Gorham continued to emphasize that having more mental health professionals available for teachers will make them feel more supported and take some of the pressure off. As a guidance counselor, Gorham will counsel a stressed student but “multiply that by 8 to 10 more students.” She claims the heavy pressure has always been there, but she’s more aware of it after the pandemic.

Along with work-life balance, public education continues to change. PA’s English and Public Speaking teacher reports there are always new systems being introduced. “People get caught up in educational trends and styles that get popular,” states Emma Wiley. For example, the switch from Schoology to Canvas has proved to be a struggle for teachers and students alike.

The district has more expectations that teachers are expected to meet and learn, even when these trends quickly go by.
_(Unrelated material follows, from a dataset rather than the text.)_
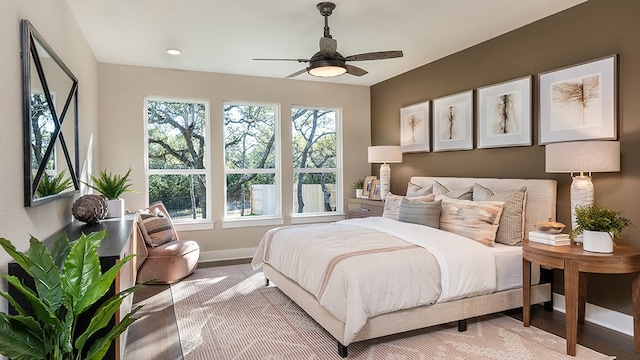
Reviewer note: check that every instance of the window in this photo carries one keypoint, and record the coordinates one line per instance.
(177, 158)
(315, 160)
(251, 160)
Taking teachers’ opinions and feelings into account about new strategies being introduced will create a supportive environment for teachers and they will be able to give feedback about new developments.

The economics teacher at PA Kevin Rhue believes that “teaching needs to be presented in a more positive light.” Statistics from the Insider newsletter state that the number of people going into the educational field has dropped since 2010. In Rhue’s opinion, the reputation that the public puts on teachers is at fault.

From Rhue’s perspective, teachers are criticized as ineffective as if “we don’t teach kids; we’re lazy.” Until people and the public respect teachers and “what we do, what we can do, and how we impact children,” people will continue to be uninterested in the profession.

To teachers everywhere, connecting with their students is one of the most critical factors of their jobs. When teachers and students continued school online for almost two years, teachers didn’t get that connection, so in Wiley’s opinion many teachers thought, “if I’m not getting what I love out of my job then why am I doing this.”

According to an educational survey done by the Brookings Blog in early January 2021, one-quarter of teachers were said to retire at the end of the year, compared to the average 16% pre-online learning. As many teachers have pointed out, including Gorham, “getting into education has never been about the money,” the connection between students and teachers was their drive.

Furthermore, as teachers continue to point out the flaws of the educational field and strive to better the system, one thing that is continuously brought up is “the lack of support” as pointed out by both Gorham and Wiley. For these teachers, having resources such as access to a therapist and better representation for teachers will improve the field for them and other professionals.